Deux enfants, deux maternages

Materner au quotidien

Quand on devient parent, on est bien souvent assailli de mille conseils, avis, suggestions, de tout le monde et à tout moment. Il faut faire ci, tu devrais faire comme ça, ne fais pas ça ma pauvre tu vas en faire un capriceux/un enfant gâté/un inadapté (rayez la mention inutile)…

Mais on se rend compte bien vite qu’il n’y a pas de meilleures règles que celles qui conviennent à notre enfant pour notre famille, à notre famille pour notre enfant. Ce qui est vrai chez quelqu’un ne le sera pas forcément chez quelqu’un d’autre, et tout ce qui compte est d’être en accord avec soi même, pour être le parent que l’on veut être, et pas celui que Tata Gertrude ou Tonton Michel aimeraient que l’on soit.

Le premier bébé est une découverte, un plongeon dans un univers absolument nouveau où se mêlent émerveillement et fatigue, dans un tourbillon émotionnel intense…On pourra raconter ce qu’est la parentalité pendant des heures, jamais on ne saura faire entrevoir ce que c’est vraiment à quelqu’un qui ne le vit pas. C’est comme ça, ça se vit, et on peut sans trop de risque affirmer que ce sera très différent de ce qu’on avait imaginé.

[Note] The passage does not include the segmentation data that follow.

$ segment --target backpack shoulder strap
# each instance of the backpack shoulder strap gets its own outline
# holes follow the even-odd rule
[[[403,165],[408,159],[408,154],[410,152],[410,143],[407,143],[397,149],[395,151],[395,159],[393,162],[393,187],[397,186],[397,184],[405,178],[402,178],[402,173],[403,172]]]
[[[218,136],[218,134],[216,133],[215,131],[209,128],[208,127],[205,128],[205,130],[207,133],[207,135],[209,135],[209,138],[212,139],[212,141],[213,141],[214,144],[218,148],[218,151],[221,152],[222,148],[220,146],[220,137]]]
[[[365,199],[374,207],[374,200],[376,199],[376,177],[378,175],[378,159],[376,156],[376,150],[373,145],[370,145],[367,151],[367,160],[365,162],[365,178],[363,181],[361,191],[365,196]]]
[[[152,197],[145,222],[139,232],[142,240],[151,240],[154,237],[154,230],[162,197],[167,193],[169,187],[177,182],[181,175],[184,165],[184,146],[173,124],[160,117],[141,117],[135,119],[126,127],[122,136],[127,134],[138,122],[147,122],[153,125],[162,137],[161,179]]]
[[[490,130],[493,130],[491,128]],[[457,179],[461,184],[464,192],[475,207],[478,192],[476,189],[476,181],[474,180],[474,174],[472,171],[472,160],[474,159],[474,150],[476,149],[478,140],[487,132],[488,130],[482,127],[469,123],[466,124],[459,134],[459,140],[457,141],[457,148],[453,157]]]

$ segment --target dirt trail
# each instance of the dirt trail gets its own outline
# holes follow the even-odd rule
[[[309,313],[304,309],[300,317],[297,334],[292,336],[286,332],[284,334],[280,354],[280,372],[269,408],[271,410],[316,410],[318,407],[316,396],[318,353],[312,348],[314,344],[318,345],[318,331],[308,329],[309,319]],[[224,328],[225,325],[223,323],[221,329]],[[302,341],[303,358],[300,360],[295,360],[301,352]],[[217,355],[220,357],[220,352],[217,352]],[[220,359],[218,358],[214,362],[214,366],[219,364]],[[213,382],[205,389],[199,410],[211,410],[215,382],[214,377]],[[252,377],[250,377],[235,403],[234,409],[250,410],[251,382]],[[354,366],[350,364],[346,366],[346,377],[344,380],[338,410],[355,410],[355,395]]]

Quand le deuxième enfant arrive, on pourrait se dire qu’on est rôdés, maintenant. On sait à quoi s’attendre, ce que ça fait, ce que ça implique. Qu’on continuera à faire comme-ci mais qu’on ne fera plus comme ça, qu’on essayera de faire telle chose et qu’il sera impératif de mettre en place telle autre. Et puis l’enfant arrive, et c’est finalement, à peu de choses près, la même découverte que l’expérience précédente.

Un enfant n’est pas l’autre.

Alors que ma fille, dès ses premières heures de vie, ne supportait pas la position allongée, mon fils lui a passé ses trois premiers jours à dormir tranquillement dans son berceau. Alors que ma fille tétait toutes les heures les premières semaines, mon fils s’est très rapidement réglé à 5 tétées par jour et une tétée par nuit. Alors que ma fille s’endormait systématiquement au sein dès le premier jour, mon fils ne le fait que rarement car l’afflux de lait le dérange et l’énerve fortement. Alors que ma fille refusait d’être portée par son père les premiers mois (j’en avais parlé ici), mon fils est en communication constante avec lui depuis le premier jour…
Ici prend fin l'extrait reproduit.